Dos recentes poetas dramáticos a que nos referimos no começo deste artigo, é o Sr. Alencar um dos mais fecundos e laboriosos. Estreou em 1857, com uma comédia em dois atos, Verso e reverso. A primeira representação foi anunciada sem nome de autor, e os aplausos com que foi recebida a obra animaram-lhe a vocação dramática; daí para cá escreveu o autor uma série de composições que lhe criaram uma reputação verdadeiramente sólida. Verso e reverso foi o prenúncio; não é decerto uma composição de longo fôlego; é uma simples miniatura, fina e elegante, uma coleção de episódios copiados da vida comum, ligados todos a uma verdadeira idéia de poeta. Essa idéia é simples: o efeito do amor no resultado das impressões do homem. Aos olhos de protagonista, no curto intervalo de três meses, o mesmo quadro aparece sob um ponto de vista diverso; começa por achar no Rio de Janeiro um inferno, acaba de ver nele um paraíso; a influência da mulher explica tudo. Dizer isto é contar a comédia; a ação, de extrema simplicidade, não tem complicados enredos; mas o interesse mantém-se de princípio a fim, através de alguns episódios interessantes e de um diálogo vivo e natural.

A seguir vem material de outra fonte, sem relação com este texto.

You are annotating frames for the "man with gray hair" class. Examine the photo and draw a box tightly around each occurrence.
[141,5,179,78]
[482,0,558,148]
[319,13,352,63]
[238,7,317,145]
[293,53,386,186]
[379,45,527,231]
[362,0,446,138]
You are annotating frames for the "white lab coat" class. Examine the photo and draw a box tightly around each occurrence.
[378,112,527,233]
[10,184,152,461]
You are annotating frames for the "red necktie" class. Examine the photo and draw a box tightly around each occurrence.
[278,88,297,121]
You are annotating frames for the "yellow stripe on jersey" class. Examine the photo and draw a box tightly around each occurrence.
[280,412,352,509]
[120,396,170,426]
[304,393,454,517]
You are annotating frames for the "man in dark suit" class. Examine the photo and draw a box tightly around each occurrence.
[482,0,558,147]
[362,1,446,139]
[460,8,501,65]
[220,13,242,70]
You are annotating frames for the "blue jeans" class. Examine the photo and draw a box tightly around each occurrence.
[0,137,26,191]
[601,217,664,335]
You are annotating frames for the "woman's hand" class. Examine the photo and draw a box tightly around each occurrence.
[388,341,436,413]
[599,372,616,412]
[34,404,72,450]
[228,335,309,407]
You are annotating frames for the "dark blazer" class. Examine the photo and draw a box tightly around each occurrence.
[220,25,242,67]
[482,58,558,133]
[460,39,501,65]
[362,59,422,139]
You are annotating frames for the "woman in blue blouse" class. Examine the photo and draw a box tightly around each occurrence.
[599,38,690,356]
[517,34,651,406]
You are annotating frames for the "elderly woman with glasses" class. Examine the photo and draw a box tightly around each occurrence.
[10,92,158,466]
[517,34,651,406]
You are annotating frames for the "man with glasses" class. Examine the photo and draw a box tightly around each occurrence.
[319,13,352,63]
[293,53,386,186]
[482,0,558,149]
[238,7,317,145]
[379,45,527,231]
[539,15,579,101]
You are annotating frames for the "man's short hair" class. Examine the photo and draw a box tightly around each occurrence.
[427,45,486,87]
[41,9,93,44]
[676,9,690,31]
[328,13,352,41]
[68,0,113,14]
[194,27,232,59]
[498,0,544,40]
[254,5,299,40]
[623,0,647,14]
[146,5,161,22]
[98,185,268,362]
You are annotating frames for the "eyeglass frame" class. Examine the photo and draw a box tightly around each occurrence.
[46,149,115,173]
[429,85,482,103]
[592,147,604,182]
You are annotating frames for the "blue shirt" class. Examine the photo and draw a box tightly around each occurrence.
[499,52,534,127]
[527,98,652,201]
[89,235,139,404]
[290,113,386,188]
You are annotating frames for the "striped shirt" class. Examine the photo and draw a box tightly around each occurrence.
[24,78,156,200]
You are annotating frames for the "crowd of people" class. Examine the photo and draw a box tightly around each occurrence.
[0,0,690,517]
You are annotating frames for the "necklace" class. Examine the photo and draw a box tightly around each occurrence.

Verso e reverso não se recomenda só por essas qualidades, mas também pela fiel pintura de alguns hábitos e tipos da época; alguns deles tendem a desaparecer, outros desapareceram e arrastariam consigo a obra do poeta, se ela não contivesse os elementos que guardam a vida, mesmo através das mudanças do tempo. Aquela comédia não encerra todo o autor das Asas de um anjo, mas já se deixa ver ali a sua maneira, o seu estilo, o seu diálogo, tudo quanto representa a sua personalidade literária, extremamente original, extremamente própria. Há sobretudo um traço no talento dramático do Sr. Alencar, que já ali aparece de uma maneira viva e distinta; é a observação das coisas, que vai até as menores minuciosidades da vida, e a virtude do autor resulta dos esforços que faz por não fazer cair em excesso aquela qualidade preciosa. É sem dúvida necessário que uma obra dramática, para ser do seu tempo e do seu país, reflita uma certa parte dos hábitos externos, e das condições e usos peculiares da sociedade em que nasce; mas além disto, quer a lei dramática que o poeta aplique o valioso dom da observação a uma ordem de idéias mais elevadas e é isso justamente o que não esqueceu o autor do Demônio familiar. O quadro do Verso e reverso era restrito demais para empregar rigorosamente esta condição da arte; e todavia há de merecer a atenção dos espectadores, ainda quando desapareçam completamente da sociedade fluminense os elementos postos em jogo pelo autor; e isso graças a três coisas: ao pensamento capital da peça, ao desenho feliz de alguns caracteres, e às excelentes qualidade do diálogo.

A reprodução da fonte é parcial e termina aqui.